Ouch! So on what does he base that assessment?
Core Messaging - The main thrust here is that the “dev in public, prod in private” value prop is invalid because of feature-parity issues. it’s hard to build a product on a limited private stack. Well, it’s not so much hard, as impossible to build something that leverages the extra services and features that the full public offering brings.
Accidental Competition - This is where partners see Azure Stack as a way to compete with Azure, rather than supplement it. The question here is whether Microsoft can sufficiently ensure that partners selling Azure Stack see it as an adjunct, rather than a replacement, for fully public Azure.
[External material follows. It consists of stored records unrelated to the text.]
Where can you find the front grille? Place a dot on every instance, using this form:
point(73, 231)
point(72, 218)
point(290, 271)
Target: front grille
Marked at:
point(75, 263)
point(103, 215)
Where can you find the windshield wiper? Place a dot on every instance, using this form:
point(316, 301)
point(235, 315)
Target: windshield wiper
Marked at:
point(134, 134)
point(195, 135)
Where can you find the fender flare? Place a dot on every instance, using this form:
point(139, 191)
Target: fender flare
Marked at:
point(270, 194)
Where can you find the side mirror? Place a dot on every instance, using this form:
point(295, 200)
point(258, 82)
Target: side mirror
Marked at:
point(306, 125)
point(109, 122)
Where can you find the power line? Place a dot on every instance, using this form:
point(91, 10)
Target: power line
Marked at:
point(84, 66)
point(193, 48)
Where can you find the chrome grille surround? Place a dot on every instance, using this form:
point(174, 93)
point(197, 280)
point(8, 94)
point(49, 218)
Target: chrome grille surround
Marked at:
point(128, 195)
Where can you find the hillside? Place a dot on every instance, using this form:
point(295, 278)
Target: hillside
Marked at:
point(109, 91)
Partner Conundrum – Related to above, how to ensure that partners, who themselves feel incredibly threatened by the public cloud, don’t see Azure Stack as a way to hold customers within a legacy model
Implementation Cost – running a private cloud is more complex (read: more expensive) than running legacy infrastructure. As the complexity of the private cloud increases, so does the cost. How to resolve these diseconomies of scale?
Product Issues – Running a cloud (of any flavor) is hard. The more high-level services that Microsoft includes with Azure Stack, the more difficult that becomes. Thus Microsoft has to balance a call for ever more feature support in Azure Stack, with the pressure to reduce management burden.
Serverless and an Intelligent Edge? – Is Azure Stack a valid edge play? Wade says no since too much is left which can go wrong and which is out of the control of Microsoft themselves
MyPOV
It’s not a simple question. In my view, Azure Stack is a very valuable proposition, but in order to realize that potential value, Microsoft needs to be crystal clear about what it is and, more importantly, what it isn’t. The vast majority of issues that Wade points out are less about technology, and more about communication and go to market approaches. If Microsoft can resolve these issues, they’re onto a really good thing with Azure Stack, but don’t be fooled, the challenge is real.